You can do a lot of fun things---limit material by keyword, limit bandwidth by time, limit applications by time, but actually seeing packet data is going to be difficult if you're not either using a real computer as your router or you're not a power user with custom firmware. There are options out there like netsnoop, but again that is likely over your head and in most cases borderline illegal. (although it is your own network, I believe an individuals traffic is somewhat automatically private unless declared otherwise. I could be wrong about this.)

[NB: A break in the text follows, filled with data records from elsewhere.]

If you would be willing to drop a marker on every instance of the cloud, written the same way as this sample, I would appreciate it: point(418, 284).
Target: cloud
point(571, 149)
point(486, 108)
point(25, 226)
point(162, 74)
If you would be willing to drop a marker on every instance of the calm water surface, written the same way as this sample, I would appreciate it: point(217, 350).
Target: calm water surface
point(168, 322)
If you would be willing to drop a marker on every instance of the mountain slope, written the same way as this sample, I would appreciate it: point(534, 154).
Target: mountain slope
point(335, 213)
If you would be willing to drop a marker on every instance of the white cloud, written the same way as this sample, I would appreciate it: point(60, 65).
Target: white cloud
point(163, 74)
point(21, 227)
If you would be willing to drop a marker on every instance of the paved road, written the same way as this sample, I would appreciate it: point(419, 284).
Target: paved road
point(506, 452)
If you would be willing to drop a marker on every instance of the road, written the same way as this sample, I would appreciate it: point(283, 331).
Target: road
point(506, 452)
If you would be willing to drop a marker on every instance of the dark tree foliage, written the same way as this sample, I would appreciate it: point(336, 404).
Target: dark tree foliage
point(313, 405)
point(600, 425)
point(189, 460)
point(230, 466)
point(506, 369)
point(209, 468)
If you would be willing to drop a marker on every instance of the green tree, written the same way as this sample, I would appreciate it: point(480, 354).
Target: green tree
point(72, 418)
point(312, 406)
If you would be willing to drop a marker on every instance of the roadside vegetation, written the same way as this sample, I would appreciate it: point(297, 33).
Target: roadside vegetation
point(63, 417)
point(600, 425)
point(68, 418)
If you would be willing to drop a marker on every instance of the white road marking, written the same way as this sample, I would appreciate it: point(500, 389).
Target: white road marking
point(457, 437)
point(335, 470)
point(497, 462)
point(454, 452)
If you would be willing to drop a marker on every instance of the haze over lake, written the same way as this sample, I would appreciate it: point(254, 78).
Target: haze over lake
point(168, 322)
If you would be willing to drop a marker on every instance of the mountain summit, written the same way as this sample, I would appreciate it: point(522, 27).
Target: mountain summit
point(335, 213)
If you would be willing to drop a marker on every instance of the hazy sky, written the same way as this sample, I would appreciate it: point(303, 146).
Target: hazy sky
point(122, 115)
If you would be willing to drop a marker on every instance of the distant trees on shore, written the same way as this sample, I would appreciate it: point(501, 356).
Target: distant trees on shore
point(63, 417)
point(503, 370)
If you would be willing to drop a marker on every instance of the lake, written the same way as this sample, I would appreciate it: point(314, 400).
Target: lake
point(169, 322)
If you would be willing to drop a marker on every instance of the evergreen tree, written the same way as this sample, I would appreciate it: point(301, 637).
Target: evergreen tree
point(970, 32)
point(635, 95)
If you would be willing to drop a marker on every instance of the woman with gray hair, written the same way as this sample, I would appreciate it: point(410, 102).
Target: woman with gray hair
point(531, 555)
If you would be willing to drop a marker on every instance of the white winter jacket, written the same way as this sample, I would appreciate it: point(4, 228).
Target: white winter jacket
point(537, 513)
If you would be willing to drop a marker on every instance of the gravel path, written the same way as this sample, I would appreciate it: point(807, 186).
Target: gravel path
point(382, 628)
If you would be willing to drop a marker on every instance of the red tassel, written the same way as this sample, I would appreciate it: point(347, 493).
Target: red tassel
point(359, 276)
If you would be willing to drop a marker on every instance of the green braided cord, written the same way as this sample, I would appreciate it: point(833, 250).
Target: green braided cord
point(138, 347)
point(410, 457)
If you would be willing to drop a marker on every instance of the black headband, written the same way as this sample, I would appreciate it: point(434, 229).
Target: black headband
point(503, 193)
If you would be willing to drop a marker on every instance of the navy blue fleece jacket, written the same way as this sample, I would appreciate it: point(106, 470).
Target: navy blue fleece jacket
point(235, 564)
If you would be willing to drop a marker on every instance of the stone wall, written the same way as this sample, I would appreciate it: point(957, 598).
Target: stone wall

Should you really want to be hardcore about this, your best bet is to build a cheap little box with two NIC's to use as your router, then turn off the routing functionality of your router and use it as an access point instead---at which point you can see everything everybody does if you have the skill. If you do this without the use of something like pfSense, you're begging to get Pwnt by people with more skill than yourself.
posted by TomMelee at 11:20 AM on June 30, 2010


Sidenote---it may be possible to enable logging in your router. Be aware that depending on your router, this may or may not generate gobs of data, and may only show post-dns entries (IP addresses of remote computers), versus real domain names. This may show you what people are doing, but probably not so much.
posted by TomMelee at 11:22 AM on June 30, 2010


Without the specific model of your router, I would not be able to point you to any info as to whether you can set up your router with custom firmware or not. Only certain models support this, and it takes, IMO, above average tech skills to deal with.

As a sys admin, I have used custom firmware on my routers in the past, but I no longer do so, as I found more recent hardware performed a great deal better, and custom firmware is not yet available for these.

As for monitoring what people are doing on the network, you'll need to know MAC addresses of all the computers in the house, and check the logs (if any) that those MAC addresses generate. If the question is friend's devices, rather than the stuff in the house that is always on the network, then figure out which MACs are "normal" and scan the logs for unknown MACs. Tbh, I don't really see why you would be concerned about this, unless you're having a problem with folks on your network going to sites where they might pick up a malware and infect the other computers on the network.
posted by unixgeek at 11:25 AM on June 30, 2010


If your worry is what unixgeek brings up, security of your own network, pfsense is again a good choice. You can run that with an extra NIC for guest wireless. You can configure that to access the internet, but not your LAN.